A recomendação foi publicada na edição de 24 de junho do Diário Oficial do MPAM e tem como objetivo fortalecer o controle da jornada de trabalho dos servidores e prevenir possíveis irregularidades na administração pública.
Segundo o promotor de Justiça Hilton Serra Viana, a medida foi adotada após um procedimento preparatório instaurado para apurar denúncias sobre supostos “funcionários fantasmas” e nepotismo na Aleam. A investigação, porém, não encontrou elementos que comprovassem ato de improbidade administrativa ou dano ao erário. Ainda assim, constatou que o modelo atual de controle de frequência é insuficiente.

De acordo com o Ministério Público, os gabinetes da Assembleia utilizam um sistema manual e autodeclaratório de registro de ponto, considerado incapaz de atestar de forma eficaz a presença dos servidores. O documento também destaca que o órgão continua recebendo denúncias semelhantes, o que demonstra, segundo a Promotoria, falhas na gestão administrativa da Casa.
Na recomendação, o MP ressalta que o controle efetivo da jornada de trabalho atende aos princípios constitucionais da moralidade, publicidade, eficiência e transparência, além de contribuir para evitar prejuízos ao erário decorrentes da existência de eventuais “servidores fantasmas”.
Além da implantação do ponto eletrônico, o Ministério Público recomenda que parlamentares e chefes de gabinete passem a adotar controles formais das atividades dos assessores, por meio de relatórios escritos ou outros mecanismos que comprovem o exercício das funções.
O documento ainda estabelece que a Aleam deverá informar, em até 15 dias, quais providências serão adotadas para cumprir a recomendação.
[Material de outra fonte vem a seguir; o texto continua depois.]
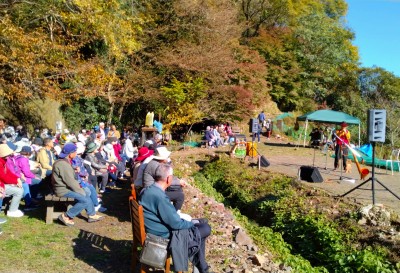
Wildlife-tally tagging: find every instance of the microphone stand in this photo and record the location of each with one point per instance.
(341, 159)
(373, 180)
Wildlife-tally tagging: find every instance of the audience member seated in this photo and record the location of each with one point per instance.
(13, 184)
(99, 168)
(83, 177)
(161, 219)
(174, 192)
(65, 185)
(45, 157)
(19, 165)
(119, 162)
(113, 132)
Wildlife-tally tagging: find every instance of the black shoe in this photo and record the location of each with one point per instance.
(200, 221)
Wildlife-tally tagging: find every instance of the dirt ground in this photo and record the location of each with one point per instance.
(287, 159)
(113, 234)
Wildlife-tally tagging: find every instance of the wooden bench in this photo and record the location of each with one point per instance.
(203, 143)
(139, 235)
(51, 200)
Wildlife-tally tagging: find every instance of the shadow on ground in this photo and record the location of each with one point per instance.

O MP também alerta que o descumprimento poderá resultar na apuração de responsabilidades nas esferas civil, administrativa e penal, além do eventual ajuizamento de ações judiciais.
A reportagem entrou em contato com a casa legislativa para solicitar um posicionamento sobre a recomendação, mas até o fechamento desta matéria não houve retorno. O espaço permanece aberto para manifestação.